This guide covers how to use the haven-voice-gateway service: sending voice to the AI, capturing voice notes, getting spoken responses, and confirming or cancelling pending actions such as email sends and calendar events. It is written for users of the Haiven platform, not for operators managing the service.

What Is This?

haven-voice-gateway is the voice interface for the Haiven AI. You speak (or type), and Haiven speaks back. When the AI proposes an action — sending an email, creating a calendar event — you can confirm or cancel it by voice before anything is sent.

Under the hood it connects four pieces: speech recognition (to hear you), the AI orchestrator (to think and act), speech synthesis (to reply), and work-hub (to execute confirmed actions). From your perspective, you send audio in and get audio or a confirmation back.

Getting Access

The gateway lives at https://voice.haiven.site. It is protected by Authentik SSO — you must be signed in to the Haiven platform to use it.

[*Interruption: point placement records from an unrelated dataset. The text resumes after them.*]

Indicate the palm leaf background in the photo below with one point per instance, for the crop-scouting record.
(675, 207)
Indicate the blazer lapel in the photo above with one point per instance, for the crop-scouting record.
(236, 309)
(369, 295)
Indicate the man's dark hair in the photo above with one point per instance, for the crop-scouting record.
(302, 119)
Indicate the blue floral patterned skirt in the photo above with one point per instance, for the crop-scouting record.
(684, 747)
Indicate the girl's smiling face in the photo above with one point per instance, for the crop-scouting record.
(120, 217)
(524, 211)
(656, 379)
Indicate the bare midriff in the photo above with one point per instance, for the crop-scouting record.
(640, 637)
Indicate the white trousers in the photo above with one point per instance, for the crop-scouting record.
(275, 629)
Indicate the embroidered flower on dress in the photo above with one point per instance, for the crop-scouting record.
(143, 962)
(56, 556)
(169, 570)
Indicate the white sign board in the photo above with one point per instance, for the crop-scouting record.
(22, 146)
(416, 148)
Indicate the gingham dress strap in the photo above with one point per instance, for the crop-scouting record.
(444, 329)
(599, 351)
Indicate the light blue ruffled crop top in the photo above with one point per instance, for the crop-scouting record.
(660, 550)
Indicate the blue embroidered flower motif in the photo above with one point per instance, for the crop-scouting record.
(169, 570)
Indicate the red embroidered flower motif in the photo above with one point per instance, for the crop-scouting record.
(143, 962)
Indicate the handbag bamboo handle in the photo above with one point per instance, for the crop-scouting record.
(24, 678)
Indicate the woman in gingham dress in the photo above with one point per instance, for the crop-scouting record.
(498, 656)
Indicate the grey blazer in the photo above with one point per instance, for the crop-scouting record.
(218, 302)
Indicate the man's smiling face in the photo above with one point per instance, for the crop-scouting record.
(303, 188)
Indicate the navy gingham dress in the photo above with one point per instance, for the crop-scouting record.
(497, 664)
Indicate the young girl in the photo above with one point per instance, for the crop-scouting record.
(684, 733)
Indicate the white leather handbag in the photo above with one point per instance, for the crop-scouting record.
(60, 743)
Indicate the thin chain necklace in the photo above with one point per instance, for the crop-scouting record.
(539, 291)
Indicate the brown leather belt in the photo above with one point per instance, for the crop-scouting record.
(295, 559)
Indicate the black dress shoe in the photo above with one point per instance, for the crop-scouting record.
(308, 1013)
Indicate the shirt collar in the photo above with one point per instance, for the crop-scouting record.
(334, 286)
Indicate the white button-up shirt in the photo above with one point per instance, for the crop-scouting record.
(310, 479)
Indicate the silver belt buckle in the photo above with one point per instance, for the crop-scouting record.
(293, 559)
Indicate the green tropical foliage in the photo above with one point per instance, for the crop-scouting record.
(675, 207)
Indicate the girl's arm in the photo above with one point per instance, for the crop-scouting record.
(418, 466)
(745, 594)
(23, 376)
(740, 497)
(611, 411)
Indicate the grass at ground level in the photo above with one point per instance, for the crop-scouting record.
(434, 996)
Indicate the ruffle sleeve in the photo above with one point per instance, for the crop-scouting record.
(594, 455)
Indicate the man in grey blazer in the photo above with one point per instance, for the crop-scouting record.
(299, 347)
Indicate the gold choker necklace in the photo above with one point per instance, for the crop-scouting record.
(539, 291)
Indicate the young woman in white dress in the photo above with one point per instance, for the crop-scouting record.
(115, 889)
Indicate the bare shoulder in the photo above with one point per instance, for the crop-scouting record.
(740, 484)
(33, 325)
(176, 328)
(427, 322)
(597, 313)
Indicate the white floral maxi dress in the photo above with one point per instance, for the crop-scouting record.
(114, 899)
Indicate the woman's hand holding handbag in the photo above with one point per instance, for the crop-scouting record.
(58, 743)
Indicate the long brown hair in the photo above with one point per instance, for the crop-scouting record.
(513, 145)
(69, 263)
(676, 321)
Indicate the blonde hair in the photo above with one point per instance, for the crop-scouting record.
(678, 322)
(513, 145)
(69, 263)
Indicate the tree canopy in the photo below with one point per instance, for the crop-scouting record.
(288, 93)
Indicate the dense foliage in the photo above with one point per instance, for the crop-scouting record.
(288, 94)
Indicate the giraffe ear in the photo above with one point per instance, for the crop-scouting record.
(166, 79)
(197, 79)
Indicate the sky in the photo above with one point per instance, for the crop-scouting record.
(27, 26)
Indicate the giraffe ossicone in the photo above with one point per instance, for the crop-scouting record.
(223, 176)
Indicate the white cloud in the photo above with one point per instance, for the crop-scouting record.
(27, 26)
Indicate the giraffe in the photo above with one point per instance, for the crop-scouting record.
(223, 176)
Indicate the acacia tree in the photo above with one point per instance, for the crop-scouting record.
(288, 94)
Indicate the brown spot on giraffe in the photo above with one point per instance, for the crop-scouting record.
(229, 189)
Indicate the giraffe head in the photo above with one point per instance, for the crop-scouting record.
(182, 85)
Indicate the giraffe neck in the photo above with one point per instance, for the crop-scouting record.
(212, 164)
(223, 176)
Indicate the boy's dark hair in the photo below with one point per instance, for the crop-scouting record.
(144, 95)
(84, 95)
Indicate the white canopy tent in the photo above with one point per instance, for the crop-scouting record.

If you hit the URL in a browser without a session, you will be redirected to the Authentik login page.

Connection details:
- URL: https://voice.haiven.site (HTTPS required)
- Certificate: Self-signed (internal TLS)
- Authentication: Authentik SSO (middleware: authentik-secure-chain@file)
- HTTP redirect: Plain HTTP requests are automatically redirected to HTTPS with a permanent 301 redirect

All API requests from code also require a valid session cookie or a service token from Authentik.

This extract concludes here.